Nachdenkliches zum 1. Weltbienentag von einem Stadt- und Hobbyimker (Teil 2)
Konventionelle Landwirtschaft heute – System ohne Zukunft
Die Art und Weise wir wie unsere konventionelle Landwirtschaft betreiben, ist ein System ohne Zukunft. Sie zerstört die Lebensgrundlage von Bienen und vielen Insekten. Sie versteht komplexe Ökosysteme als Fabrik, nur ohne Dach. Input: Boden, Dünger (Kunstdünger, Gülle), Pflanzen»schutz« (Totalherbizide, Herbizide, Fungizide, Pestizide), Saatgut (meist hybrid), Kapital (teure Maschinen) und Arbeitskraft; Output: tierische und pflanzliche Produkte. Externalisiert werden Bodenerosion, Überdüngung, Tierwohl, Verseuchung des Trinkwassers, multiresistente Keime. Agrarwüsten aus wenigen Kulturen, wie Mais, Weizen, Raps dominieren die Landschaft; selbst in Gegenden mit viel Grünland und wenig Ackerbau sorgen bis zu 7 Grasschnitte im Jahr dafür, das viele Kräuter und Gräser niemals zum Ausblühen kommen und somit von der Wiese verschwinden. Schuld sind aber nicht die Bäuerinnen und Bauern, Schuld sind wir alle, die mehrheitlich billige Lebensmittel wollen, sich nicht dafür interessieren, wie etwas hergestellt oder verarbeitet wird.

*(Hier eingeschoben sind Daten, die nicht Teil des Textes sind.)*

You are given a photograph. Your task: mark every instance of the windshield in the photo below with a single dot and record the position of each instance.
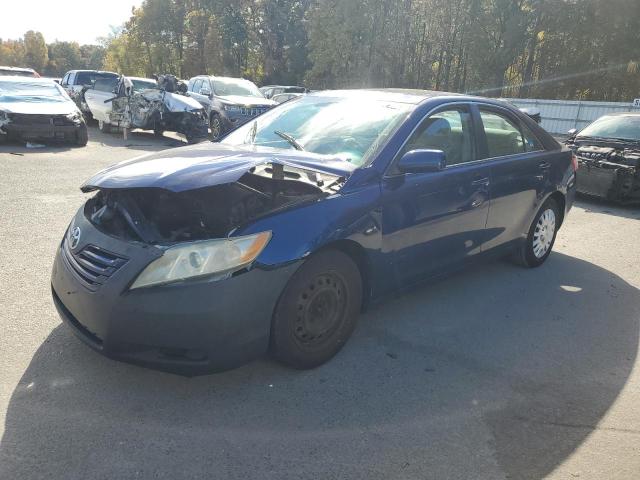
(625, 127)
(224, 87)
(349, 128)
(30, 91)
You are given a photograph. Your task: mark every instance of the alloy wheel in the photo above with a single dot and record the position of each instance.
(544, 232)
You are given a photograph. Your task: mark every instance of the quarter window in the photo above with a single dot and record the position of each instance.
(449, 131)
(531, 143)
(503, 136)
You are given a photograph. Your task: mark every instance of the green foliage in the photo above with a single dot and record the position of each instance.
(532, 48)
(35, 50)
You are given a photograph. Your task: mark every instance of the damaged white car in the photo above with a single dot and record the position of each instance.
(36, 109)
(147, 104)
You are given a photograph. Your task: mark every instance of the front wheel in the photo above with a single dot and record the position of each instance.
(82, 136)
(317, 311)
(104, 127)
(542, 235)
(216, 127)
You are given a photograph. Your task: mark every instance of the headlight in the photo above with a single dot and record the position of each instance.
(74, 117)
(231, 108)
(219, 258)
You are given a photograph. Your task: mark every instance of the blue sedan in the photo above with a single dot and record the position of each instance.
(201, 258)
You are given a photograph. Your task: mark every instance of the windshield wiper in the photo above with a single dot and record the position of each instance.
(292, 141)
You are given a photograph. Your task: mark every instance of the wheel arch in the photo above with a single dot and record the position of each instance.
(359, 255)
(560, 199)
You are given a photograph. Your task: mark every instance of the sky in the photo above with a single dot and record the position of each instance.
(82, 21)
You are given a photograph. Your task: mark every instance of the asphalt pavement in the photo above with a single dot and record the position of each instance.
(494, 373)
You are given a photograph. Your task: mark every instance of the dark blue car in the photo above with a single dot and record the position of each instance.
(201, 258)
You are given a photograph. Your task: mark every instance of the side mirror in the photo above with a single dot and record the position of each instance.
(422, 161)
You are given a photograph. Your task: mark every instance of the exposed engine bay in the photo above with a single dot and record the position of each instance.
(160, 217)
(611, 172)
(166, 108)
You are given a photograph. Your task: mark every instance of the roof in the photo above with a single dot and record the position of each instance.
(17, 69)
(92, 71)
(400, 95)
(19, 79)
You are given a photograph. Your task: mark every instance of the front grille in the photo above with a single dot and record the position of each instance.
(92, 265)
(253, 111)
(26, 119)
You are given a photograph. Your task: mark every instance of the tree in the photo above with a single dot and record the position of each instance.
(35, 54)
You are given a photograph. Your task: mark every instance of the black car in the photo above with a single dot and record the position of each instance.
(608, 153)
(39, 109)
(201, 258)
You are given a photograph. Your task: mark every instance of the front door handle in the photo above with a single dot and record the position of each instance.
(484, 182)
(544, 165)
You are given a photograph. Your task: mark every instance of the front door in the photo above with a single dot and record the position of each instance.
(433, 221)
(519, 173)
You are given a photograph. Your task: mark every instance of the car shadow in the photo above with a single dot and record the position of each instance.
(498, 370)
(598, 205)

Jetzt geht’s in die Details – 8 kurze Geschichten rund um Bienen (Lesezeit schon etwas länger;-)
1: Faszinosum Honigbiene und Bien
Es gibt weltweit Tausende, in Europa Hunderte von Bienenarten, alles Wildbienen. Die meisten sind Solitärbienen, seltener sind in Staaten oder Dauergemeinschaften lebende Insekten. Sie bevölkern seit der Kreidezeit unsere Erde in Ko-Evolution mit Blütenpflanzen; immer aneinander angepasst, zum Teil hochgradig spezialisiert. Ein Volk von Honigbienen nennt man Bien, es stellt eine Art Superorganismus dar. Erst in dieser Gesamtheit ist die einzelne Biene lebensfähig, im Unterschied zu den erwähnten Solitärbienen. Der Mensch kam erst später dazu, raubte den Honigbienen den Honig wie der Bär. Wir kamen sehr spät auf den Trichter, die Bienen so zu halten, wie man es heute überwiegend handhabt: in sog. Beuten, mit herausnehmbaren Rahmen, in denen sich die Waben befinden. So kann der begehrte Honig zwar nicht störungsfrei, aber doch zerstörungsfrei entnommen werden. Auch ideologisch missbrauchte der Mensch die Honigbiene: das Individuum ist nichts, das Kollektiv alles.
In der Landwirtschaft ist die Bestäubungsleistung der Bienen von großer wirtschaftlicher Bedeutung. Die Honigbiene ist dabei nicht effizienter als Wildbienen oder andere Insekten, durch ihre Verwendung als Nutztier aber viel gezielter einsetzbar. In der Gemüseproduktion sind z. B. Hummeln für die Bestäubung von Tomatenpflanzen sehr wichtig. Also liefern uns die Holländer nicht nur Tomaten, sondern auch Hummeln als fliegende Holländer, ganz ohne Wagner.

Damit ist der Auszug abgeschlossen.